Can we still be friends if I tell you that I refuse to see another Coen Brothers movie? I know that all the cool people love the Coen Brothers, but I don't care: not gonna do it. Their images get under my skin and stay there, and really I like the underside of my skin just fine without any mangled dead bodies lurking there. I don't mind the quirky (I'd be in a world of trouble if I hated quirky, since quirky is practically my middle name). I mind the blood, I mind the improbably motivated killings, I mind the characters whose inner workings I just cannot fathom -- all of which brings me to Titus Andronicus.
Titus Andronicus is awash in blood. It reminds me of a New Yorker cartoon that came out when The Passion of Christ was in theaters, with Mel Gibson shouting into a director's megaphone "More blood!" Titus Andronicus is widely held to be Shakespeare's worst play, and I am here to tell you the reputation is not undeserved.
It is so alarming that it kept me pretty much rapt, waiting to see what awful thing would happen next. In the final act Titus kills his daughter, his beloved broken daughter, a deed that made me say out loud, "Oh, no, you didn't!" That's the moment I keep puzzling over in my head, telling myself things like "paterfamilias" and "death before dishonor." But mostly I just keep telling myself, "That is deeply wrong."

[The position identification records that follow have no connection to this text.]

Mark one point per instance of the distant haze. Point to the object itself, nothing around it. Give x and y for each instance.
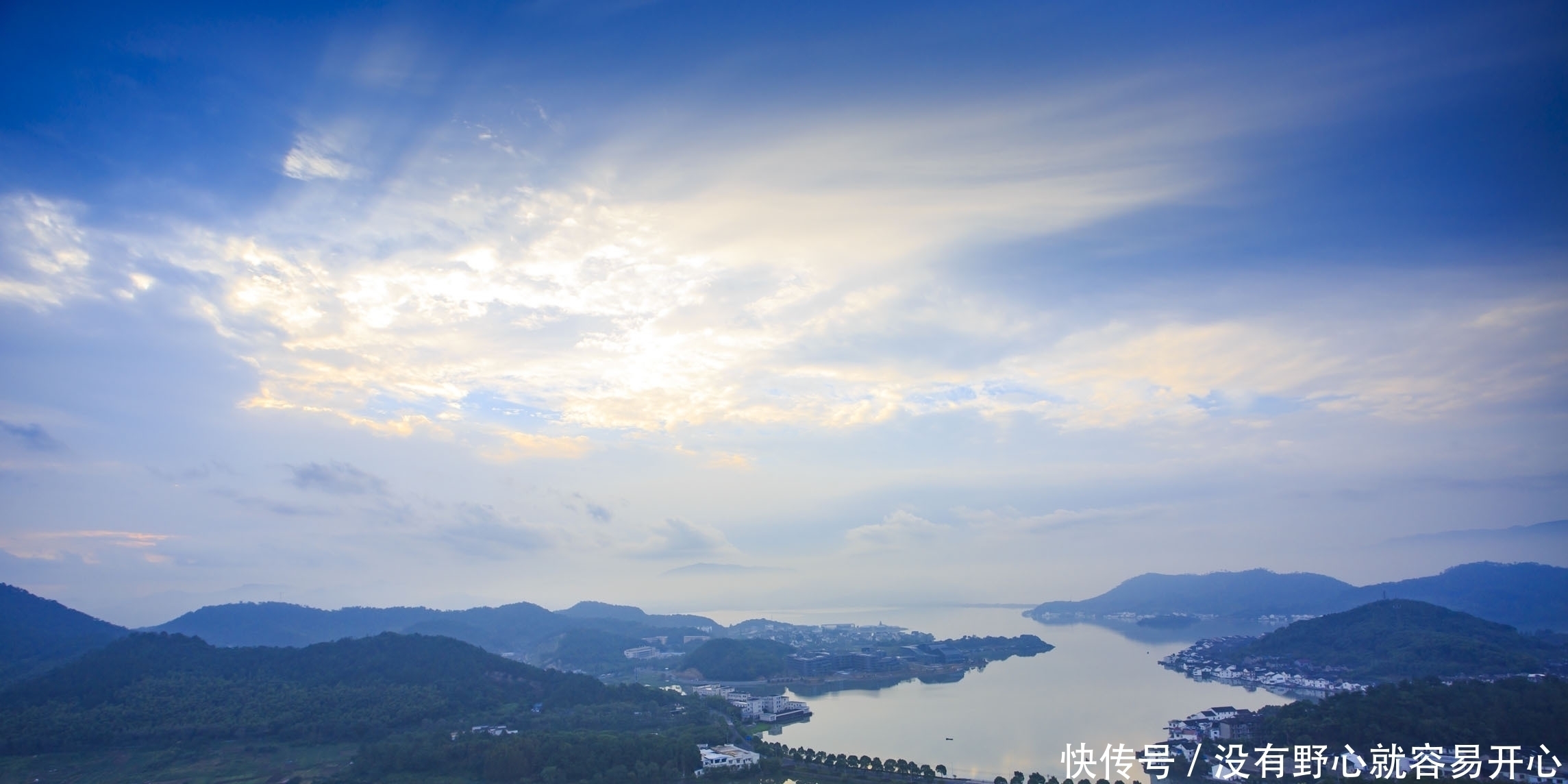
(753, 306)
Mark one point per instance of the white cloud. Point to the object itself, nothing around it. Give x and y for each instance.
(314, 157)
(899, 530)
(42, 258)
(677, 538)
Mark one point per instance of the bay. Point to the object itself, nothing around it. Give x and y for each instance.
(1095, 687)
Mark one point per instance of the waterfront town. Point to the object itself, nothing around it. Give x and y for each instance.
(1200, 663)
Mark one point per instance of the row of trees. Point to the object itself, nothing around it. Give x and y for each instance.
(854, 763)
(540, 758)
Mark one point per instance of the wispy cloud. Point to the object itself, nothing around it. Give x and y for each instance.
(42, 253)
(314, 157)
(896, 532)
(677, 538)
(338, 478)
(32, 437)
(82, 543)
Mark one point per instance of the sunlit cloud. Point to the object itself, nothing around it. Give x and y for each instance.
(84, 545)
(899, 530)
(314, 157)
(42, 254)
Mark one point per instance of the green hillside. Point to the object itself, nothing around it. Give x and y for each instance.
(1415, 712)
(1399, 639)
(1528, 596)
(160, 689)
(38, 634)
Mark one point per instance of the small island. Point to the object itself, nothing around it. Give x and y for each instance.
(814, 659)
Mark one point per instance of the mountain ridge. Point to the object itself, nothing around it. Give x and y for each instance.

It's not just that it's excessively bloody and set in a time when fathers ruled absolutely over their families. The characters don't even make sense. Tamora, the captured queen of the Goths, appears first in Act I pleading for the life of her son. "And if thy sons were ever dear to me, / O think my son to be as dear to me," she implores. "Wilt thou draw near the nature of the gods?" she asks. "Draw near them then in being merciful. / Sweet mercy is nobility's true badge." And yet when she gives birth to her lover's child she sends the baby to him with instructions to kill it, to "christen it with thy dagger's point." Really, Tamora? Really? And oh, her lover Aaron is a piece of work -- a Moor (cue the blackness cliches) with not an iota of goodness in him. In his last appearance on stage he asserts: "Tut, I have done a thousand dreadful things / As willingly as one would kill a fly, / And nothing grieves me heartily indeed, / But that I cannot do ten thousand more."
I don't buy it. Shakespeare's later villains are much more persuasive.
Still, in the years I have spent reading Shakespeare, the moments I have disliked most are the sloggy moments, spent counting down the lines until an act is over. Titus Andronicus has many flaws, but it is certainly not boring. And it also means that this year of Shakespeare can only get better.